No longer a surprise, Samoa confident

Legend: Brian Lima in action for Samoa in Melbourne during the 2003 World Cup. Photo: Craig Golding, SMH

Legend: Brian Lima in action for Samoa in Melbourne during the 2003 World Cup. Photo: Craig Golding, SMH

Almost a quarter of a century ago, in the pool rounds of the 1991 rugby World Cup, Western Samoa pulled off one of rugby’s biggest upsets when they beat the once-mighty Wales at Cardiff Arms Park.

It was a result that shook rugby’s established world order to the core, offering a first-hand look at the awesome, largely untapped potential of the Pacific Islanders as well as the decline of Wales, one of the sport’s traditional powers.

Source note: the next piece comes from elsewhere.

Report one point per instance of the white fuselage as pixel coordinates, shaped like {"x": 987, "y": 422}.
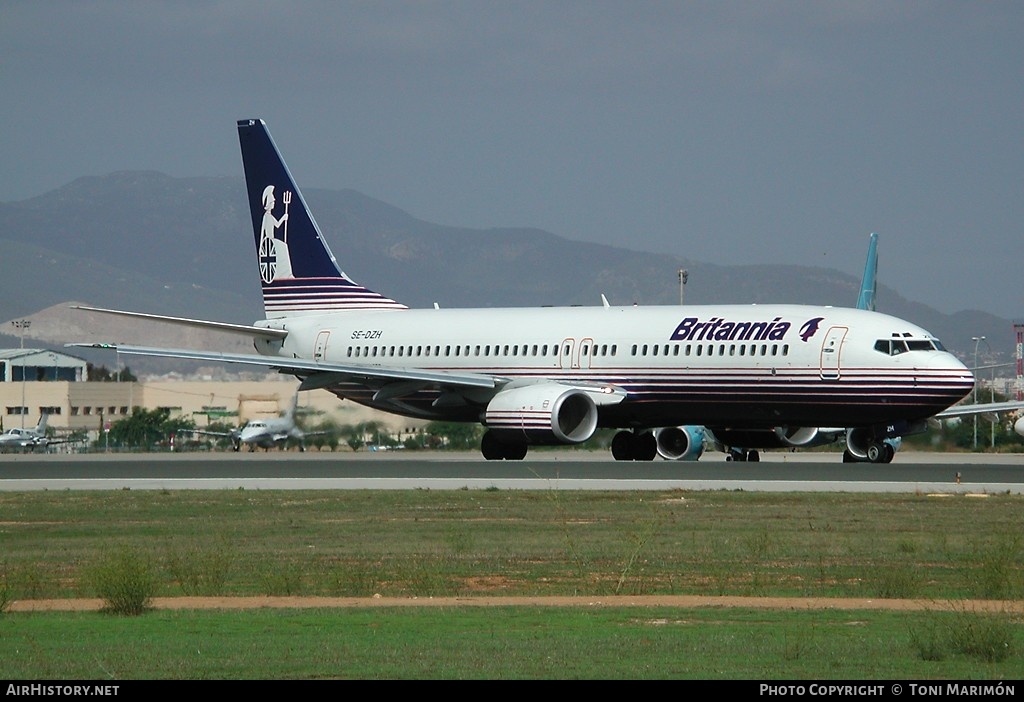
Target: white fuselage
{"x": 750, "y": 365}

The Welsh became the butt of English humour, with one line doing the rounds suggesting they were lucky they didn’t play the whole of Samoa, which they, and everyone else, now do.

But history has shown that Samoa’s win in 1991 was not about weak opponents, it was about their own arrival on the world stage. The Samoans were not even afforded an invitation to the inaugural World Cup on their doorstep in New Zealand in 1987 but have been a big part of every tournament since, reaching the quarter-finals in 1991 and 1995, the last World Cup played by amateurs.

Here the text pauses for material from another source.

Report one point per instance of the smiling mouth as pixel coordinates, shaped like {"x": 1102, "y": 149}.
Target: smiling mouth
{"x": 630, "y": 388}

The era of professionalism has not been kind to the national teams from the Pacific Islands. Unable to match the salaries on offer from clubs in Europe, New Zealand and Australia, many of their best players have been lured away from their homeland, then switched nationalities.

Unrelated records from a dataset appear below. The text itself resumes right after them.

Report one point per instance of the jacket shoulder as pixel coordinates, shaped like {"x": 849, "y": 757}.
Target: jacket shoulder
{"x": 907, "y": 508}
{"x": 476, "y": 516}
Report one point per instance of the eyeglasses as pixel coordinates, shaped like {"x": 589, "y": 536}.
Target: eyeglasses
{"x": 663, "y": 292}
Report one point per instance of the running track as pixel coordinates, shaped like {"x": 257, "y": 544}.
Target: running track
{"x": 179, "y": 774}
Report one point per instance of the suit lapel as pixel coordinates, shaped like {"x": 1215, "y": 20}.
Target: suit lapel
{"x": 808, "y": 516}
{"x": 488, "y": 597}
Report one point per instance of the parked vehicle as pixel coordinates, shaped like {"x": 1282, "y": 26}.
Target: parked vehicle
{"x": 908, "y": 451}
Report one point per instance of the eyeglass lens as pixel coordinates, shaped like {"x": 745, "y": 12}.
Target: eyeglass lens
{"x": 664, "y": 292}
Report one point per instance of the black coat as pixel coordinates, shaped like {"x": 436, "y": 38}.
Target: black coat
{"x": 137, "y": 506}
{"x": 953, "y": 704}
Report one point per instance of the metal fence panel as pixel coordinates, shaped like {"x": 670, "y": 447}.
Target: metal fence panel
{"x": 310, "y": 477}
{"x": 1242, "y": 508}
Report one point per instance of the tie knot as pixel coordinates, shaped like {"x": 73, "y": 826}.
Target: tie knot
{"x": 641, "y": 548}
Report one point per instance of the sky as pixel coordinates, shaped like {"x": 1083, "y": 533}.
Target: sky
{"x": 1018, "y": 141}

That familiarity has contributed to the element of surprise being long gone, with Samoa having built an impressive CV of wins over other top-tier nations, including Australia and Ireland.

In July, they pushed the reigning World Cup holders New Zealand, losing 25-16, but prompting All Blacks captain Richie McCaw to predict great things from Samoa at the World Cup.

“With form like that you will get better and I know you will be a force to be reckoned with in what’s ahead. You have a pretty special team and I’m sure you will do well,” McCaw said.

Samoa will head into the eighth World Cup full of optimism and familiar with the challenges they face with a dozen of their squad members already playing professionally in England.

London Irish flanker Ofisa Treviranus was named captain of the 31-man squad, which comprises 18 forwards and 13 backs, making it back in time after hurting his neck playing against the All Blacks.

Head coach Stephen Betham named veteran wing Alesana Tuilagi, who featured at the last two World Cup and now plays for Newcastle, as his vice-captain, illustrating his heavy reliance on experience.

Samoa have genuine hopes of making the knockout stages after being drawn in Pool B with South Africa, Scotland, Japan and the United States, with their final game against Scotland in Newcastle likely to be key.

They finished runner-up in this year’s Pacific Nations Cup, despite missing several key players who are now available for the World Cup squad and, as ever, will improve through the tournament as they enjoy a rare lengthy period of good preparation and training.

“We know that the hopes and dreams of all our Samoan people are in this team, and that is a heavy burden, but one made so much easier to bear knowing that the people of Samoa and Samoans all around the world are firmly behind this team,” team manager Namulauulu Sami Leota said.

“Every time we travel offshore, we are touched by the love and the support this team attracts, so I want to reassure everyone that our hopes and our dreams are the same. We dare to dream the unthinkable.”